Back in 2013, Fleegler authored a study that was published in JAMA Internal Medicine, which researched the relationship between gun laws and gun deaths. He found that between 2007 and 2010, states with the most gun laws — like Massachusetts — had 42 percent fewer gun deaths than states with the fewest gun laws — like Louisiana. Fleegler says the study showed a dramatic correlation between the number of people who own guns and the number of gun deaths.
“In states that have more laws, what you see is that the firearm ownership rates go down,” Fleegler says. “As the firearm ownership rates go down, you see a very dramatic drop in the firearm fatality rates."
Fleegler found a dramatic drop in both homicides and suicides, but his study only goes so far. It shows that more gun laws are generally associated with fewer gun deaths — but there's no proof that the laws are responsible. In other words, correlation does not imply causation. For example, it could be that states with low rates of gun ownership are more willing to enact gun laws. And the study can't say which gun laws work and which don't.
But Hemenway, of Harvard, says the idea that fewer guns in the home lead to fewer deaths has been borne out by several studies.

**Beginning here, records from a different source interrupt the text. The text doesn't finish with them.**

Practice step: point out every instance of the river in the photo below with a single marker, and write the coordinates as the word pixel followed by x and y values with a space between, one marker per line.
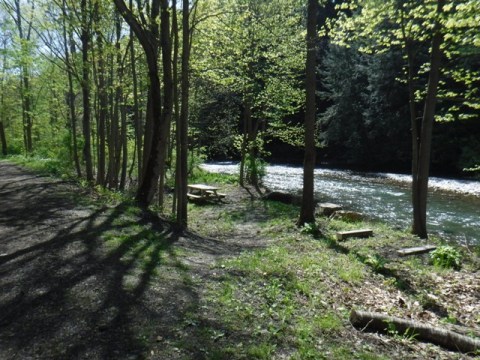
pixel 453 205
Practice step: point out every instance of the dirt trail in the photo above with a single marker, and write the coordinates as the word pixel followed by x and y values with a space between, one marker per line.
pixel 65 296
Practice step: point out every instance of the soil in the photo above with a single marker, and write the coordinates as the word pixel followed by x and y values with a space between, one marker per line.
pixel 66 295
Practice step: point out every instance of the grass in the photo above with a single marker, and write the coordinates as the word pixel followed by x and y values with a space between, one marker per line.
pixel 290 299
pixel 45 166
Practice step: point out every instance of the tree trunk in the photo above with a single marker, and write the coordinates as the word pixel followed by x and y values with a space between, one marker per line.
pixel 182 156
pixel 307 211
pixel 382 323
pixel 103 107
pixel 137 119
pixel 176 108
pixel 3 139
pixel 166 45
pixel 85 37
pixel 149 40
pixel 68 42
pixel 420 183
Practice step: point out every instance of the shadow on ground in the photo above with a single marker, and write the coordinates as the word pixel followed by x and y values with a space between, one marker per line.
pixel 96 283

"One of the few areas where we have incredibly good, solid research is around the fact that a gun in the home really increases the risk of suicide dramatically — maybe threefold — for everyone in the house," Hemenway says. "That's one of the things we really know well."
Another thing we know is that without federal action on guns, it's left up to individual states to enact gun laws — or not. This creates a patchwork, in which a state like Massachusetts has relatively restrictive laws that are compromised by nearby states, like New Hampshire and Maine, which have less restrictive laws. That patchwork also includes Florida, which permitted Omar Mateen, who'd been on a terrorist watch list, to buy a military-style rifle with a high-capacity magazine.
This week, once again, Congress left that porous patchwork of laws in place.
This segment aired on June 23, 2016.